Two Sides of Manhattan's Celebrity Gossip Factory Weigh In on Casey Johnson
At New York today: former über-flack Lizzie Grubman talking on Nightline about the pains of being a heiress. Next, Page Six-er Paula Froelich recalls the business of covering "people being stuck in the wrong role in an Edith Wharton novel."
Grubman and Froelich were, for a time, like the Sheepdog and Wolf of the NYC gossip business. They were adversaries by day, but ultimately both punching the clock at the same factory of producing marketable young socialites who need to get famous. Grubman, who became a story herself when she backed her SUV into a Hamptons nightclub, says the drive for fame is destructive and makes these girls "sad." She uses her own headline-making event to illustrate the evils of being a rich girl who has lots of money and likes clothes and wants to be on a reality show. We would almost believe this if she wasn't on MTV's PoweR Girls a good four years after the incident at Conscience Point. Either she still hasn't learned her own lesson, or it just took her a very long time. Either way, she still looks like she's in the game.

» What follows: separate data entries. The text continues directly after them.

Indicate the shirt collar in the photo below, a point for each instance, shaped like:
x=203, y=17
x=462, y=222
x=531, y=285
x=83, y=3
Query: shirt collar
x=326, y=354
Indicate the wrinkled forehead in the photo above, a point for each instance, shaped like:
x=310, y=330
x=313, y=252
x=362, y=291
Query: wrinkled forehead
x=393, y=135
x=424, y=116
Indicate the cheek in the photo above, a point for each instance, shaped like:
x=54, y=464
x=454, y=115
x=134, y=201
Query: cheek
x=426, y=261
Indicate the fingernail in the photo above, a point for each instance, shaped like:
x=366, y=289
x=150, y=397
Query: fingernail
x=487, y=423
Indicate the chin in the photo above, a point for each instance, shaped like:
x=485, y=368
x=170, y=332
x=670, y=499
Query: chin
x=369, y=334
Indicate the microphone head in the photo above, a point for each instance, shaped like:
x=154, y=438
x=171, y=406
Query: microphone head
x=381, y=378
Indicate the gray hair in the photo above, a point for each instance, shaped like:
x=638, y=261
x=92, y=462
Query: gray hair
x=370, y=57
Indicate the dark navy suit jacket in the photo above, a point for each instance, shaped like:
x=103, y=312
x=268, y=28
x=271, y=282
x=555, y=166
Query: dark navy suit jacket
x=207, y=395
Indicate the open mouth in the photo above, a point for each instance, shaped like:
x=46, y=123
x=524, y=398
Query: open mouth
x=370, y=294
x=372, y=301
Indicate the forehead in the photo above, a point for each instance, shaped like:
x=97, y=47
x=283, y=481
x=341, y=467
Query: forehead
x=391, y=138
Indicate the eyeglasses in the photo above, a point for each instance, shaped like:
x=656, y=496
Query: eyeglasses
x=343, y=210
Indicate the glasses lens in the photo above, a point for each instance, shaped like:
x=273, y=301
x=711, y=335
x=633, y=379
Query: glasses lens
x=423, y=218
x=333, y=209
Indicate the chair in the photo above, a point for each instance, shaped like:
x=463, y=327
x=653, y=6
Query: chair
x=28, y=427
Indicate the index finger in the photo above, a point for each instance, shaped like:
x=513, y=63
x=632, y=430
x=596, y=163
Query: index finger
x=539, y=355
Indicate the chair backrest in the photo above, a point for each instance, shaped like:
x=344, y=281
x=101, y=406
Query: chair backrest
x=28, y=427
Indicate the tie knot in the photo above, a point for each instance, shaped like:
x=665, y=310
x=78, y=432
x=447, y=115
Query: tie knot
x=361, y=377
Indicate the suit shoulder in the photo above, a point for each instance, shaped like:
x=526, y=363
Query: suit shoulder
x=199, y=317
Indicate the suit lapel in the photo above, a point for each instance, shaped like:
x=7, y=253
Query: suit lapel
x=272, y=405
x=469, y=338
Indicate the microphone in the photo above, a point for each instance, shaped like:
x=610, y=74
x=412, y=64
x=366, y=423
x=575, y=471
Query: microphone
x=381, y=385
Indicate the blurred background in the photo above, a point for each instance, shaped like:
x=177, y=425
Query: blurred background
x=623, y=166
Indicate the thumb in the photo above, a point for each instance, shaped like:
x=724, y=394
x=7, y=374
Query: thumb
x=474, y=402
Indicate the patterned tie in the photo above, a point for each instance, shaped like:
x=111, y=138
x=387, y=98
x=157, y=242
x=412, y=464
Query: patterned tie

Froelich has given that up, choosing to make her bid to become an author of books that will hopefully lead to TV and film riches. And with her distance, she gives us an insider's view about what makes these people so messed up and how she kept seeing the same trainwrecks recur. She deftly takes down our whole tawdry Celebrity Industrial Complex.
Six months before Casey died alone on the holidays, I quit that job. I was becoming too cynical, seeing the same train wrecks happen over and over. I did the job during a time of "celebreality"-where people could get famous for doing nothing or just trying to be "scandalous." You would have to hang out with and report on uneducated, basically illiterate people who were glorified for showing their private parts. Sure, you could take them down a notch, show them for what they were, but you were still keeping the carnaval going.